VOLGOGRAD, Russia (Reuters) - Japan lost 1-0 to Poland on Thursday but survived to become the only Asian side to qualify for last 16 of the World Cup in Russia — and the first team ever to progress thanks to FIFA’s new disciplinary tie-breaker rule.
Japan made it through Group H in second place thanks to their players having been shown four yellow cards, two fewer than Senegal, who were eliminated, meaning there will be no African representatives in the knockout phase.
Senegal, who lost 1-0 to Colombia, ended up level on points, goal difference and goals scored with Japan so the teams were separated by the tie-break rule introduced at this World Cup for the first time.
Japan, who had only needed to draw against Poland to guarantee qualification, will next face a daunting task against the winners of Thursday’s Group G decider between England and Belgium.
Their advance, though, came only after a risky gamble paid off.
For after Colombia scored against Senegal in the 74th minute, putting qualification in Japan’s hands, coach Akira Nishino ordered his players to take no risks, an approach that slowed the game and earned resounding boos from the crowd.
“I decided that I was going to rely on the other match’s result.

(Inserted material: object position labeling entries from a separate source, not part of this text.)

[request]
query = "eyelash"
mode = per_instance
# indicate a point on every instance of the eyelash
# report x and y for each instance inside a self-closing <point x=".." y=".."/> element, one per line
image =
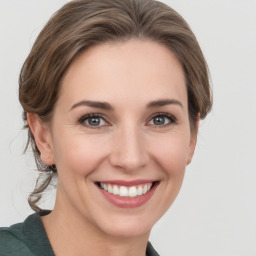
<point x="172" y="120"/>
<point x="92" y="115"/>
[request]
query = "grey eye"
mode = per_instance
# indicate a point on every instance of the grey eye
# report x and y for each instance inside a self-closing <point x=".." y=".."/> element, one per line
<point x="160" y="120"/>
<point x="93" y="121"/>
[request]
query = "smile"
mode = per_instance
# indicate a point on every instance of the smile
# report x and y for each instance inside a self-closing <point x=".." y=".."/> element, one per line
<point x="124" y="191"/>
<point x="127" y="194"/>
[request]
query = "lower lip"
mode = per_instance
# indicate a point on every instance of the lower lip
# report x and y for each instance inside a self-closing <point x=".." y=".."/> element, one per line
<point x="129" y="202"/>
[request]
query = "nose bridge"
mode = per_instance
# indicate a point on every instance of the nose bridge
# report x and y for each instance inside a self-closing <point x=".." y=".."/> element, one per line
<point x="129" y="149"/>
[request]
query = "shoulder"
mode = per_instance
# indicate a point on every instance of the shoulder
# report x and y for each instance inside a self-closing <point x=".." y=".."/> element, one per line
<point x="12" y="241"/>
<point x="25" y="239"/>
<point x="151" y="251"/>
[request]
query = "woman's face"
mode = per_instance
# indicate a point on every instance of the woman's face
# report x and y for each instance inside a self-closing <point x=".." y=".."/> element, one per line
<point x="120" y="136"/>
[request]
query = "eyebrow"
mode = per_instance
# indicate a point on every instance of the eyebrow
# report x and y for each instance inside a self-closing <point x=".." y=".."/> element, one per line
<point x="93" y="104"/>
<point x="107" y="106"/>
<point x="164" y="102"/>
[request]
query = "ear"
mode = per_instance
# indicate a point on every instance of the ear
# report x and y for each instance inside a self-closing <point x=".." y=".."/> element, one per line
<point x="193" y="140"/>
<point x="42" y="137"/>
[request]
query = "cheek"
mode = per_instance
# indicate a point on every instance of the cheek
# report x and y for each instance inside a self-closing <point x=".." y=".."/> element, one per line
<point x="78" y="155"/>
<point x="172" y="154"/>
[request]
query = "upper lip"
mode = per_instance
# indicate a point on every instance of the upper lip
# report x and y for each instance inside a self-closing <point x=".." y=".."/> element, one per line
<point x="127" y="183"/>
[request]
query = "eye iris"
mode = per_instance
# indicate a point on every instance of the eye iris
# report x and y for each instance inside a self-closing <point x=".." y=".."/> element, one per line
<point x="159" y="120"/>
<point x="94" y="121"/>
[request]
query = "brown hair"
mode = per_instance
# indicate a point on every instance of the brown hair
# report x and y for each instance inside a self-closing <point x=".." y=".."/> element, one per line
<point x="82" y="23"/>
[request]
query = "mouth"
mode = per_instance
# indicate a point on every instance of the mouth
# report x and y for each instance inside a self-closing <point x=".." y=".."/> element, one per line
<point x="127" y="194"/>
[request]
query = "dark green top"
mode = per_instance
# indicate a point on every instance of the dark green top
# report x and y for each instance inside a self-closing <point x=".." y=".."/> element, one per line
<point x="29" y="239"/>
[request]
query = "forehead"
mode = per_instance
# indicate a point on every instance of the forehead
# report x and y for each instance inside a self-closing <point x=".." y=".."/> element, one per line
<point x="135" y="69"/>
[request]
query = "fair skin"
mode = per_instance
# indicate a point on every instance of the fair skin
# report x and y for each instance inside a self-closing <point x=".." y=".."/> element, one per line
<point x="137" y="133"/>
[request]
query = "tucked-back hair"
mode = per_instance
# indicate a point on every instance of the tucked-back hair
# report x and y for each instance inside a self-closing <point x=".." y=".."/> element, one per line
<point x="83" y="23"/>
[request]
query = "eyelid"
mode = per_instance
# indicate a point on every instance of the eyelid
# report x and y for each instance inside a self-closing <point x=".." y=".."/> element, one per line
<point x="82" y="119"/>
<point x="172" y="118"/>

We were not happy about the situation of course. It was not intentional... However, it was a very tough and risky situation,” Nishino told reporters.
So risky indeed that had Poland scored another goal, Japan would have been sent tumbling out.
The Asian side were especially vulnerable as Nishino had excluded some of the squad’s most creative players, including midfielder Takashi Inui and Makoto Hasebe, from the starting line-up.
He said his decision to make six changes to his side was down to fatigue rather than any attempt to play for a draw.
Nishino, who took over in April after former coach Vahid Halilhodzic was fired, stressed he wanted his squad to play a freer, more attacking style in the last 16 against England or Belgium.
“They are both world-class teams,” said Nishino. “I would like to play both of them because they will pose a fantastic challenge for us.”
Poland shook up the lethargic game - played in 36 degree Celsius (96.8 Fahrenheit) heat - in the 59th minute when Rafal Kurzawa floated a free kick to the far post and an unmarked Jan Bednarek scored from close range.
At that point, with Senegal and Colombia still level at 0-0, Japan were staring at elimination.
Nishino then introduced Inui, but Japan barely fought back and were only reprieved after Colombia scored in Samara.
The game then petered out in the dying minutes in farcical circumstances with both sides, content with the result, idly rolling the ball around amid the fans’ boos.
Still, Japanese fans were left toasting goalkeeper Eiji Kawashima, who in the first half made a spectacular save that denied Kamil Grosicki’s header and also prevented a Japanese own goal after the break.
Poland were relieved to have restored some pride by eking out a win but they finished at the bottom of the group as one of the tournament’s biggest disappointments.
The Poles reached the quarter-finals of Euro 2016 and more had been expected after they had finished top of their World Cup qualifying group.
Their main man, striker Robert Lewandowski, powered in 16 goals during the qualifiers — but failed to score in Russia, ending his miserable tournament with another spurned chance against Japan.
Poland coach Adam Nawalka said his team proved they were not quitters by winning their first game at a World Cup since they beat Costa Rica in Germany in 2006.
“After the first two games against Senegal and Colombia, our team had to deal with a lot of justified criticism so it was clear the emotional level of this game would be extremely high for the Polish team,” he said.